Al centro dell’attenzione della Confederazione degli armatori italiani ci sono però i marittimi: «Il mondo post-globale non offre più interpretazioni inoppugnabili, né certezze o rischi misurabili. I nostri marittimi non dovrebbero trovarsi al centro di tutto questo, esponendosi in prima persona ai rischi».

Per Sisto diventa oggi ancora più strategico intervenire sul tema dell’accesso ai mestieri del mare. «Il tema – afferma – ha due difficoltà: la prima è di carattere economico e attiene a quella del finanziamento dei corsi di formazione per i ragazzi che vogliano entrare a far parte di questo mondo. Confitarma ha ad esempio richiesto ed ottenuto un intervento pubblico per  finanziare il basic training per gli aspiranti ufficiali della marina mercantile, ma si tratta chiaramente dell’inizio di un percorso».

L’altra questione è legata alla semplificazione delle norme: «Ci sono oggi alcune professionalità che è estremamente difficile reperire a bordo nave, come quella ad esempio del cuoco e del cameriere. Servono quindi dei pacchetti normativi che semplifichino l’accesso a questi mestieri e serve uno svecchiamento delle norme: ce ne sono alcune che risalgono al 1895».

Durante l’intervista, Sisto ha anche accennato alla portualità: «Sul tema della riforma ci sono decine di interventi e studi. Non intendiamo sostituirci al legislatore. Quello che però vogliamo sottolineare è la necessità di dare più voce ai nostri armatori. Un tempo c’erano i comitati portuali, considerati troppo pletorici, ma oggi siamo passati al partenariato consultivo. Forse, si è trattato di un salto troppo brusco. Riteniamo che gli armatori italiani possano dare un importante contributo effettivo al settore, perché conoscono meglio di altri quali sono le potenzialità e le inefficienze dei porti».
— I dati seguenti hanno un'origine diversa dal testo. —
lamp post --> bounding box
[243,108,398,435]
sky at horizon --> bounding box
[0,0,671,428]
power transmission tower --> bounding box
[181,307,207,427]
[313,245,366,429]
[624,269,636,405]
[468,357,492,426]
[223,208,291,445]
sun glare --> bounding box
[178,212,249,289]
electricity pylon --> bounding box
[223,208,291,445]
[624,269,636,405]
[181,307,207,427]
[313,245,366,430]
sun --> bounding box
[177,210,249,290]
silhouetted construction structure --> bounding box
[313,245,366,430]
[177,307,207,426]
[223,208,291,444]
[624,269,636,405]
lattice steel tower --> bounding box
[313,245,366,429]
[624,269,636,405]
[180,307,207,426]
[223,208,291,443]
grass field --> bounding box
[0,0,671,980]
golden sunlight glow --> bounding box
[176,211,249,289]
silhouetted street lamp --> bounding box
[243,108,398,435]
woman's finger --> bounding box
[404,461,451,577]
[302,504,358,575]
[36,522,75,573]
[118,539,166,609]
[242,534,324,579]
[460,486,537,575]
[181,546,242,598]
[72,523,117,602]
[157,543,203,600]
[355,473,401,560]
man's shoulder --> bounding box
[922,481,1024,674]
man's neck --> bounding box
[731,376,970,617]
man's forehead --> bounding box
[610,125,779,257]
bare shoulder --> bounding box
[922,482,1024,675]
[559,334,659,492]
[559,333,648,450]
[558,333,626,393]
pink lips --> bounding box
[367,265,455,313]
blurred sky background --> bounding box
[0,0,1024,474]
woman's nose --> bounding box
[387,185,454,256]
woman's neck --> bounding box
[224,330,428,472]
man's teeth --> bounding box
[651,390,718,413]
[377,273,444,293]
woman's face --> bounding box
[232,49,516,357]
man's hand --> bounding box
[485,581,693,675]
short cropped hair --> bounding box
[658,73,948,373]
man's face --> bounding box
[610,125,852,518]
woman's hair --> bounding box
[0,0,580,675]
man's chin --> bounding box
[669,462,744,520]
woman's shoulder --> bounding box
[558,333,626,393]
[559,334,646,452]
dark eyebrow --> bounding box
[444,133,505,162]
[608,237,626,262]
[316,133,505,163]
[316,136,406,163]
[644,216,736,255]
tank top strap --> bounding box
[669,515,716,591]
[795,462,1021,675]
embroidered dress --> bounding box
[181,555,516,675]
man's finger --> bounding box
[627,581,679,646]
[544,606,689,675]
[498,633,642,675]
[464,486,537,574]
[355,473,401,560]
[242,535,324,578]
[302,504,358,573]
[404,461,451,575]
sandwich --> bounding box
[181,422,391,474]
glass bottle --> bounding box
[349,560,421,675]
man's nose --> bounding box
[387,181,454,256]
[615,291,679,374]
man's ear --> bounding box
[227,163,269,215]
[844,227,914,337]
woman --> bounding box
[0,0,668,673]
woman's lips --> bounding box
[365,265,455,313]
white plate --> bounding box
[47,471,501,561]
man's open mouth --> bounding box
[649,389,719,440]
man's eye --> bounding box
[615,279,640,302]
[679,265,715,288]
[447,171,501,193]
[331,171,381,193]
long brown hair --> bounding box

Sisto ricorda che da tempo Confitarma chiede di poter partecipare ai lavori della Conferenza dei presidenti delle AdSP: «Dovremmo cominciare a parlare di numeri e dati reali ed evitare di considerare i container come l’unica tipologia di traffico da prendere in considerazione per misurare l’importanza di uno scalo portuale» dice. «Dimentichiamo a volte che il nostro Paese ha invece una leadership indiscussa nel traffico RO/RO: nel 2023, sono transitate in import export dai nostri porti 220 milioni di tonnellate di merce rotabile contro le 219 milioni di tonnellate di merce containerizzata. Abbiamo una vocazione in questo segmento, siamo i primi armatori al mondo. Dovremmo quindi valorizzare le specificità di ogni singolo porto, dietro l’attenta supervisione di una regia nazionale».